Los estudios Iconográficos empezaron a desarrollarse en los ss. XVI y XVII, alcanzando gran desarrollo en el s. XIX, sobre todo en el campo de la Iconografía Sacra. La Iconografía se transformaba de simple descripción de una imagen a un estudio sobre su historia, y por tanto en una investigación fundamental para la historia del arte.

En esta línea, Aby Warburg se interesó por la Iconología, es decir, por el significado de la obra, por el contenido de las imágenes, de tal forma que los testimonios figurativos pasaron a convertirse en fuentes históricas básicas para la reconstrucción general de la cultura de un período.

El icono designa a las pinturas religiosas realizadas sobre tabla, por oposición al fresco mural, en las iglesias orientales.

Se trata de una tablilla preparada con una pasta blanca llamada 'levkas' en la que el pintor pinta los contornos de las figuras en ocre o bermellón, las colorea al temple y posteriormente aplica un barniz elaborado a base de aceite.

Los primeros iconos son anónimos, y los de procedencia rusa se han clasificado según diversas escuelas, entre las que cabe destacar: En los ss. XII- XIII, la Escuela de Suzdal. En los ss. XII-XIV, la Escuela de Nóvgorod. En los ss. XV - XVII, la Escuela de Moscú. Las Escuelas de Stróganov y de Yaroslavl, ambas del s. XVII.

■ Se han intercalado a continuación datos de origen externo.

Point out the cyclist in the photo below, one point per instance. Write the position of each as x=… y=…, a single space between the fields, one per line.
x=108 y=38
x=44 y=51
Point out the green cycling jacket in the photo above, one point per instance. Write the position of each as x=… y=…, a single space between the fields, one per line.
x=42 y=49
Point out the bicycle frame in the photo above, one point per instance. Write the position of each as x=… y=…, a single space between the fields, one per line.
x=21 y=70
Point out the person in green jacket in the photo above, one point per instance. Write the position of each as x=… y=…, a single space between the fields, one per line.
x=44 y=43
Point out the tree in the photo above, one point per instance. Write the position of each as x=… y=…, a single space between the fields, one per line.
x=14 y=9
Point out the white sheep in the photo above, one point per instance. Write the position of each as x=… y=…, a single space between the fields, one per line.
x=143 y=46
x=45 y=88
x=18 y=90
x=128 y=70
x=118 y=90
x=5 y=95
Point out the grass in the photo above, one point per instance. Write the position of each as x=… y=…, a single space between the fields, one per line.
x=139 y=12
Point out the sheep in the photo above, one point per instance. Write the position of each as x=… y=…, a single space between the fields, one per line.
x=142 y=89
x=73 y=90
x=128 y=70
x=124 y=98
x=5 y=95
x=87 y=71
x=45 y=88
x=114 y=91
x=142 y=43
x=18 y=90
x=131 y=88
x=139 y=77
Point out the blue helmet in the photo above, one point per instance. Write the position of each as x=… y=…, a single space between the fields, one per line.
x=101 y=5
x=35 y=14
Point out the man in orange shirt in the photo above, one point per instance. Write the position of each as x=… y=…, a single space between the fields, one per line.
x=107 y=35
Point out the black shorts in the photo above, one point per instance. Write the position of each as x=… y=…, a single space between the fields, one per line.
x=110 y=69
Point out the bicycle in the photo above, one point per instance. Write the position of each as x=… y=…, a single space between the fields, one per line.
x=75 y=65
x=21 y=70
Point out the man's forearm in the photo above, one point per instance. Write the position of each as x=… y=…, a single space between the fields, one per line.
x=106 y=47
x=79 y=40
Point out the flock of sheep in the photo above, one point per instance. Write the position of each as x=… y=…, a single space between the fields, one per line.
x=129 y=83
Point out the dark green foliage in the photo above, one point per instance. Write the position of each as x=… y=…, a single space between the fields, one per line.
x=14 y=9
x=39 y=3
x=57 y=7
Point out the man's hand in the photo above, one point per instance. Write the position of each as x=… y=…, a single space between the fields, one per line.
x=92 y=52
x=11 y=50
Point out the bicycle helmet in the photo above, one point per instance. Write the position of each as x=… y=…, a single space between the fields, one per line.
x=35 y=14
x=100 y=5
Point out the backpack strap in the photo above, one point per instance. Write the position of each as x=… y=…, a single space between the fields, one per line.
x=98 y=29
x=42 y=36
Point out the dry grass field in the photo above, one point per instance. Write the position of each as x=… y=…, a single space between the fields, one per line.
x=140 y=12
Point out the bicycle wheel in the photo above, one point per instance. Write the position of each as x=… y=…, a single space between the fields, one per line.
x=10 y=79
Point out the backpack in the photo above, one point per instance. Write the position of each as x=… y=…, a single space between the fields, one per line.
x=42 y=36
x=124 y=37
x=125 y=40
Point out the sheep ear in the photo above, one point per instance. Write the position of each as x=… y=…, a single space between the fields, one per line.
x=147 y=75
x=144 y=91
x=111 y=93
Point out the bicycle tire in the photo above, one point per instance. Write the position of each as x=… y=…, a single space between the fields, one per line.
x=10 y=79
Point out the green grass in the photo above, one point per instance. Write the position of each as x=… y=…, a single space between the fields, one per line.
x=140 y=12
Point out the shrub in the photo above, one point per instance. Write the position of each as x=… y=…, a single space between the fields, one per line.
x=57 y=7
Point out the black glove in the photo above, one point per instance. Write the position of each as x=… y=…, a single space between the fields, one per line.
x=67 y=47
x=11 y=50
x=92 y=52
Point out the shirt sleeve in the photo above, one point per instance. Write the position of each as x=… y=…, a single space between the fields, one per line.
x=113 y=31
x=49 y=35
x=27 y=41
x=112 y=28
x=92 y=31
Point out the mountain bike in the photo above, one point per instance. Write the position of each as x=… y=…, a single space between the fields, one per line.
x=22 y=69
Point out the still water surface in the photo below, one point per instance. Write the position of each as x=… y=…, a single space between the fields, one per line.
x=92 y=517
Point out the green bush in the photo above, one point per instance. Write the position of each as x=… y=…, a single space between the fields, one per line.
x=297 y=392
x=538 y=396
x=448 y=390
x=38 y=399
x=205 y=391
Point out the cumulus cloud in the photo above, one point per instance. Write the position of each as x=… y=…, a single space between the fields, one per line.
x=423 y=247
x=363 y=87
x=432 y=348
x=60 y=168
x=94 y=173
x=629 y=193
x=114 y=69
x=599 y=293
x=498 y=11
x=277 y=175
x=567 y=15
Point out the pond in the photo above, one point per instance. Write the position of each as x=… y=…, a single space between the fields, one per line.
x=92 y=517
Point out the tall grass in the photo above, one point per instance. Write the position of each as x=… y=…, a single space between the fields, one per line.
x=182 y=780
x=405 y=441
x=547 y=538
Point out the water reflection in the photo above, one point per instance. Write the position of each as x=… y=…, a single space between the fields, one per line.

En el s. XVI empezó la decadencia del icono ruso, y la influencia de la pintura monumental bizantina se vio sustituida por la de la miniatura persa. Esta evolución se atribuye al mecenazgo de la familia Stróganov, comerciantes de Nóvgorod. En este período priman el cromatismo más delicado, realzado con el oro, y aparece ya la firma del pintor, destacando la producción de Procopio Chirin.

La galería Tretiakov de Moscú posee la colección de iconos más completa y rica del mundo.

En la Iconografía Sacra, el oro significaba todo: la luz, el hábitat, el paisaje. Era sobre todo lux pura que esta cercana a Dios, se convertía en la base más excelsa para transmitir de forma gráfica las enseñanzas evangélicas.

Dorar, es lo que se conoce como dorar al agua, pues es solo el agua, la que extendida sobre una perfecta preparación de yesos, colas y el llamado bol de Armenia, atrae o más gráficamente succiona la finísima lámina de oro (una lamina tiene un cienmilésima de milímetro de espesor, 2.000 hojas pesan aproximadamente 25 gramos) y la fija de forma tan permanente que actualmente las contemplamos en las tablas de los siglos XIII, XIV y XV.